Systematic approaches to dealing with missing values in record linkage are still lacking. This article compares the ad-hoc treatment of unknown comparison values as 'unequal' with other and more sophisticated approaches. An empirical evaluation was conducted of the methods on real-world data as well as on simulated data based on them.
Cancer registry data and artificial data with increased numbers of missing values in a relevant variable are used for empirical comparisons. As a classification method, classification and regression trees were used. On the resulting binary comparison patterns, the following strategies for dealing with missingness are considered: imputation with unique values, sample-based imputation, reduced-model classification and complete-case induction. These approaches are evaluated according to the number of training data needed for induction and the F-scores achieved.
The evaluations reveal that unique value imputation leads to the best results. Imputation with zero is preferred to imputation with 0.5, although the latter shows the highest median F-scores. Imputation with zero needs considerably less training data, it shows only slightly worse results and simplifies the computation by maintaining the binary structure of the data.

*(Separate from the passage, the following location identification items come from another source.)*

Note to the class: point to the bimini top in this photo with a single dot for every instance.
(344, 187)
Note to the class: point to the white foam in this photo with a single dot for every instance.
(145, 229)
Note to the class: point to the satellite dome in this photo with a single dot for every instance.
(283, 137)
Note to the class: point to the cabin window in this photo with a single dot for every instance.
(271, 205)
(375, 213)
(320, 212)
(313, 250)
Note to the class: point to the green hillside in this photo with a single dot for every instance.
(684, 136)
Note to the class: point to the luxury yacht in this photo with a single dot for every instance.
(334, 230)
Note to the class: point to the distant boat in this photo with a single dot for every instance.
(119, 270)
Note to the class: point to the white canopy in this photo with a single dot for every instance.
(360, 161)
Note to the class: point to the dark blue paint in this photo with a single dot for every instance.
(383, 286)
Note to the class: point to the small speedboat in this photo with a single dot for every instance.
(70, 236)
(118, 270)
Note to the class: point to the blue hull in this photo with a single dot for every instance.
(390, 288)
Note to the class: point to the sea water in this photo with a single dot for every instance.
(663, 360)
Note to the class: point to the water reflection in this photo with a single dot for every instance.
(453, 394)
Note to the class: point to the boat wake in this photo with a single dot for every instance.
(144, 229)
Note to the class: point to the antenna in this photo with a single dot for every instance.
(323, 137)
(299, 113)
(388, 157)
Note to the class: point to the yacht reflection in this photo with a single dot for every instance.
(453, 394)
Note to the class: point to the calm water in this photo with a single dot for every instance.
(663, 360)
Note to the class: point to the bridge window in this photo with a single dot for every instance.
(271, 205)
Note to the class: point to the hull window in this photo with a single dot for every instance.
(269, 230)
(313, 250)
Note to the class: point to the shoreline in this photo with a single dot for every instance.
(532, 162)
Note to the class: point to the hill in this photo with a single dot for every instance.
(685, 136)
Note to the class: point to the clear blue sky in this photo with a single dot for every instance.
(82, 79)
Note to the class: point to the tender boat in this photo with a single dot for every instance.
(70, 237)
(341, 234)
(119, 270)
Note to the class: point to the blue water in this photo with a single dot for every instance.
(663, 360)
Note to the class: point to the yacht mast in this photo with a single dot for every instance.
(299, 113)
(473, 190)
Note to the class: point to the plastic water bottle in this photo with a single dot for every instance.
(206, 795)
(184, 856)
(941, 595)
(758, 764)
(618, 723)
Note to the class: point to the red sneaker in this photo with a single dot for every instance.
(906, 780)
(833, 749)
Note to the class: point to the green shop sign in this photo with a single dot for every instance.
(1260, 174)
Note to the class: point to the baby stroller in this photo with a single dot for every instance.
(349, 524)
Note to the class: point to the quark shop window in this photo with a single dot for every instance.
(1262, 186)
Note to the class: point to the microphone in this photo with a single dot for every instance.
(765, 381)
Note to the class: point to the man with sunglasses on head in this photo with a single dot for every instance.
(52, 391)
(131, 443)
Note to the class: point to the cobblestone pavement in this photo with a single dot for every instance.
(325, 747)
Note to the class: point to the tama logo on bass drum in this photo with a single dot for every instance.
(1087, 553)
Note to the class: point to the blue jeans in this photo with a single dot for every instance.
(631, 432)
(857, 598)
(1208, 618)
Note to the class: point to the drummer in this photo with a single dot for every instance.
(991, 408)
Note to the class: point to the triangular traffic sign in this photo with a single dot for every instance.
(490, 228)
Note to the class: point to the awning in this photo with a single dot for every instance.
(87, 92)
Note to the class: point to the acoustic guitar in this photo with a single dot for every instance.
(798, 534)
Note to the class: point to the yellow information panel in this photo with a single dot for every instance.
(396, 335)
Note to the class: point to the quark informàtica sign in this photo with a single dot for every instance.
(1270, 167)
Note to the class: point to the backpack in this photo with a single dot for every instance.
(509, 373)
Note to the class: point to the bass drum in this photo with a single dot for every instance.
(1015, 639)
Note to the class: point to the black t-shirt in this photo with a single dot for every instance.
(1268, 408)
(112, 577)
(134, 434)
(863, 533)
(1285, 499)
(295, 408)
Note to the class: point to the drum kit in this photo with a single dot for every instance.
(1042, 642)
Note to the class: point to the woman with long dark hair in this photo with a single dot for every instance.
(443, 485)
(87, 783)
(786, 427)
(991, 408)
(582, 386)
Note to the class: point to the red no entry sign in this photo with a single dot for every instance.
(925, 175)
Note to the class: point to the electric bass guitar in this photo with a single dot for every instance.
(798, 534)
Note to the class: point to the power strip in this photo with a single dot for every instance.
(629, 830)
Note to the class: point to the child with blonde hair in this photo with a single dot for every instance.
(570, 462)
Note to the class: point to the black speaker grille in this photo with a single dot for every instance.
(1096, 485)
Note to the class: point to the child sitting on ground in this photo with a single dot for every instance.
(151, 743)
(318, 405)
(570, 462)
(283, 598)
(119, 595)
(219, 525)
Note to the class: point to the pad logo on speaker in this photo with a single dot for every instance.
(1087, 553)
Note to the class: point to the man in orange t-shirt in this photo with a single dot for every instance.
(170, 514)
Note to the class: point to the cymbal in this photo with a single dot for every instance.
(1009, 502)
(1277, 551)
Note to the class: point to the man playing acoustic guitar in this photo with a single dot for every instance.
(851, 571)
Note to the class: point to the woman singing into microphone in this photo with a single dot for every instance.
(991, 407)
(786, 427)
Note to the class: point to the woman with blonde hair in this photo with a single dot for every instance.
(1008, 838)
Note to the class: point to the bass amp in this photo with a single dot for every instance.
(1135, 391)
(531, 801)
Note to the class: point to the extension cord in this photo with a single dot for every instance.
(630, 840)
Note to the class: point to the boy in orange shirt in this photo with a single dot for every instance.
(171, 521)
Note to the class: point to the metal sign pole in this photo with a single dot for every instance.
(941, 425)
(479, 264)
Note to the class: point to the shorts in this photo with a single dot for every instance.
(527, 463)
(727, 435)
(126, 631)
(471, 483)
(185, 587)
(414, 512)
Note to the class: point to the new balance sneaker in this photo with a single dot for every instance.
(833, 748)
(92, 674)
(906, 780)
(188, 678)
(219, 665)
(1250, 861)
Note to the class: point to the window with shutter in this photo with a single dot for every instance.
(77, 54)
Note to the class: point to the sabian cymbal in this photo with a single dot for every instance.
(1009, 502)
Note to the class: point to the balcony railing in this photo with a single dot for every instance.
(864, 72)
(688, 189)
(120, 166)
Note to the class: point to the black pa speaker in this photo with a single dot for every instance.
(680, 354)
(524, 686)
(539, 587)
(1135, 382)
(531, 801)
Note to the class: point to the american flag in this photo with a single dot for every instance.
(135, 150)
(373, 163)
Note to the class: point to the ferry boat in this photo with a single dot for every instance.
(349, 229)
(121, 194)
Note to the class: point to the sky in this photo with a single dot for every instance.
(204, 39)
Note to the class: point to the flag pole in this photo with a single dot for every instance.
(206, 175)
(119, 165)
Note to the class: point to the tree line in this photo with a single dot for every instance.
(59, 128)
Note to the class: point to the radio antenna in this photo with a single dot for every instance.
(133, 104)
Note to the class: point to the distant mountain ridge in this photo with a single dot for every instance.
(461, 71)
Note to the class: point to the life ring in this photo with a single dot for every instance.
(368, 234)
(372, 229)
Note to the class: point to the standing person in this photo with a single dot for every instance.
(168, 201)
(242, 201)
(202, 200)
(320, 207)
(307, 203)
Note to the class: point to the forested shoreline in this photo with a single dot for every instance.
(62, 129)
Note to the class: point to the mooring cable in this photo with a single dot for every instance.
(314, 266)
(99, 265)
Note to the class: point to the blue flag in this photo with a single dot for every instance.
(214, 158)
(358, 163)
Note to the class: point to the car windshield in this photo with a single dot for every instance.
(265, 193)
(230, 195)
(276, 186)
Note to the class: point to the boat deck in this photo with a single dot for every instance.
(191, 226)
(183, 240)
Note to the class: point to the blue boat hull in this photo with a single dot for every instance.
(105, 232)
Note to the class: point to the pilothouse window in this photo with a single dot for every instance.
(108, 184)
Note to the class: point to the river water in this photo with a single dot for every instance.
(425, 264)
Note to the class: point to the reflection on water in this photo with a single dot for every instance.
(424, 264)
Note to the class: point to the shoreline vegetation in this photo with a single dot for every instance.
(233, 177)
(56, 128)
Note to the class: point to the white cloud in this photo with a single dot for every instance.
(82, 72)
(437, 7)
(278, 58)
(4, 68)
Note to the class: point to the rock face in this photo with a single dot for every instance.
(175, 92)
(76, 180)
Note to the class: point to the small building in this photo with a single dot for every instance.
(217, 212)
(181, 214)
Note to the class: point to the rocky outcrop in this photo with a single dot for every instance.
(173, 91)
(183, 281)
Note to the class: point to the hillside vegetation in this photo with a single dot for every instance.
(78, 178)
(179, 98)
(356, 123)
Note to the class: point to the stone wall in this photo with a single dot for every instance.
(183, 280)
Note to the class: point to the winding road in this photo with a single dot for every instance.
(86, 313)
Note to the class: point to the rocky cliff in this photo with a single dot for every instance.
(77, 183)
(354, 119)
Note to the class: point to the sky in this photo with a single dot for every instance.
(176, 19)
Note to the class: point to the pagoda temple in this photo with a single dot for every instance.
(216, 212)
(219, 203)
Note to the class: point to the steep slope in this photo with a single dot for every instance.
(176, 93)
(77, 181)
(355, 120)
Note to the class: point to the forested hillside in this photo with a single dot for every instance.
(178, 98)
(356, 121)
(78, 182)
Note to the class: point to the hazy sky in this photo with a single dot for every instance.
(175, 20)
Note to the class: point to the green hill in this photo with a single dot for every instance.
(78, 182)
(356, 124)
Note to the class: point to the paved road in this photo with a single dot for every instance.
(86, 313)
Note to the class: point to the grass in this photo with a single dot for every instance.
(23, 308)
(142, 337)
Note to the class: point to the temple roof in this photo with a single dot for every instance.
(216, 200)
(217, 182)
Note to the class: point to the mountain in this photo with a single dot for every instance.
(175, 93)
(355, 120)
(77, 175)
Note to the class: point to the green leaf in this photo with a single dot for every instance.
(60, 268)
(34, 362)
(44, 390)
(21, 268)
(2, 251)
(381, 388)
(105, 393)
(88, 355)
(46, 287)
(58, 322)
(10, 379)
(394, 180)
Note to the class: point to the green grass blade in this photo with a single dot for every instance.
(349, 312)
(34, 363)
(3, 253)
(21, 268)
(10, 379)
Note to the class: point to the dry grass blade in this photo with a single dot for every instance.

The results support the ad-hoc solution for missing values 'replace NA by the value of inequality'. This conclusion is based on a limited amount of data and on a specific deduplication method. Nevertheless, the authors are confident that their results should be confirmed by other empirical analyses and applications.
系统的方法来处理记录链接中的缺失值仍然缺乏。本文比较了将未知比较值作为“不等”的特殊处理方法与其他更复杂的方法。对真实世界的数据以及基于这些数据的模拟数据进行了实证评估。
使用癌症登记数据和在相关变量中具有更多缺失值的人工数据进行实证比较。作为一种分类方法,使用分类和回归树。对于生成的二进制比较模式,考虑了以下处理缺失值的策略:使用唯一值进行插补、基于样本的插补、简化模型分类和完全案例归纳。根据归纳所需的训练数据数量和获得的 F 分数评估这些方法。
评估结果表明,唯一值插补可获得最佳结果。零插补优于 0.5 插补,尽管后者显示出最高的中位数 F 分数。零插补需要的训练数据要少得多,它只显示出稍微差一些的结果,并通过保持数据的二进制结构简化计算。
结果支持“用不等值替换缺失值‘NA’”的特殊解决方案。该结论基于有限数量的数据和特定的去重方法。然而,作者有信心他们的结果应该通过其他实证分析和应用得到证实。